The Love and Sex After (Part 1)


Shahida Muhammad’s recent piece about dating a man who had been the victim of sexual abuse got me thinking about the inverse. What is it like for the men who lie with and/or love sisters like myself: those of us who belong to a sisterhood no woman would ever pursue. Victims, survivors, or whatever title you deem most appropriate (and by “you,” I only mean other women who have experienced this. I genuinely don’t care about what others think the term should be). And why do we here so little from women when it comes to their “life after?”

**Couple things: the relationship of the male victim of abuse/rape to society and community is very different than that of the female. This is why I am discussing women separately. Furthermore, when I put out the call for lovers of female survivors of sexual maltreatment, I only heard from men. This was not a deliberate attempt at being heteronormative. However, I’d imagine that there are some varying feelings between male lovers of female victim and female lovers of female victim, right? Okay. But we are all here to talk. All voices and ears are needed.**

This is the first in a series of a few pieces about love and sex after abuse. I have spoken to a few people about their experiences with this side of the road, and will present them sans judgment. Let me start with mine. I was sexually assaulted in Maryland on July 6, 2007. I think I would have forgotten the exact date, except that my homegirl was born on the 7th and I remember calling her up like “Hey! Happy birthday! So, um . . . bad news, though . . . ” No need to get into all of the details, but a brief overview would go something like this: it was dark, it was late, I was in car by myself. He had a gun. He got all my money and I had to perform a sex act. I was just happy he didn’t shoot me.

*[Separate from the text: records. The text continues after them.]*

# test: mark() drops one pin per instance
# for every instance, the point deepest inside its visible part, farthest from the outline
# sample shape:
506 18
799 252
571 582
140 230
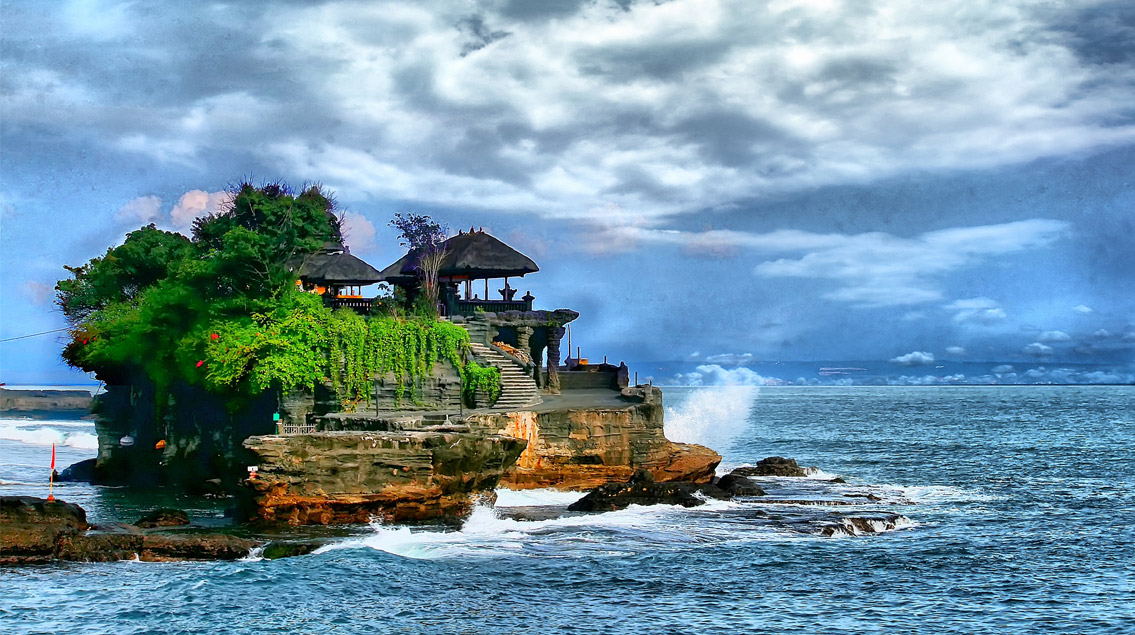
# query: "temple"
505 332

After: I do recall wanting to put something physical in between myself and my assailant as soon as I could. As I wasn’t dating anyone at the time (I had been cutting people off in preparation for my move), that left me with a guy with whom I had a casual acquaintanceship. We hooked up a couple of weeks later when I came back to DC for my belongings. I thought about being assaulted while I was with him. This was the case with the next few lovers. I couldn’t help it, it was still there. It’s still there now, but it doesn’t usually come up in the heat of passion.

There’s no lucky side of sexual assault, nor is there “diet” rape. But I can say that the nature of my experience allowed me to have a much easier trajectory towards healing than those who may have endured prolonged abuse, a more physically violent attack, an assault at the hands of someone they trusted, etc. However, it’s still a part of who I am and a part of the Jamilah narrative that I can’t dismiss. Thus, it is part of the information with which I have to present the men I date once I have determined that we are going to have a certain level of connectedness. I recognize that this is a part of my life—one that does correspond with my sexual identity—that they should know about.

I discovered rather quickly that I had both uneasiness about telling men what I had been through and a strong desire to do so. It’s hard for me to tell my story to platonic friends and women as well. This may sound silly, but it makes people sad and it is really hard for me to make people feel sad. Ain’t that ridiculous? I gotta live with being assaulted my whole life, but I’m worried about someone feeling sad for hearing it? LOL! (Go on, laugh. We need a LOL moment up in here.)

As this particular matter goes, I have made wise choices in picking suitors; every guy to whom I told my story has been either infuriated that it happened, deeply compassionate about my experience, and/or supportive in some other way. This was the case with my platonic brothers as well; while the women around me were saddened, there is this feeling we girls seem to have . . . this understanding that rape is just all too possible. It’s bad to hear that it happens to someone, but never surprising. The men, however, seemed to go into protector mode. An ex informed me that he felt protective of me upon hearing this, that he wanted to take care of me and keep me safe. Aww. It’s not feasible in a rape culture, but “aww” nonetheless.

Life and love and sex . . . good, hot and SAFE sex . . . continue for me post-rape, and my daily existence is not centered on what I’ve been through. It’s a piece of my story, but it’s hardly the climax. My life (love, professional, otherwise) will be colored and shaped far more by the beauty in my hands than by the ugliness of my past.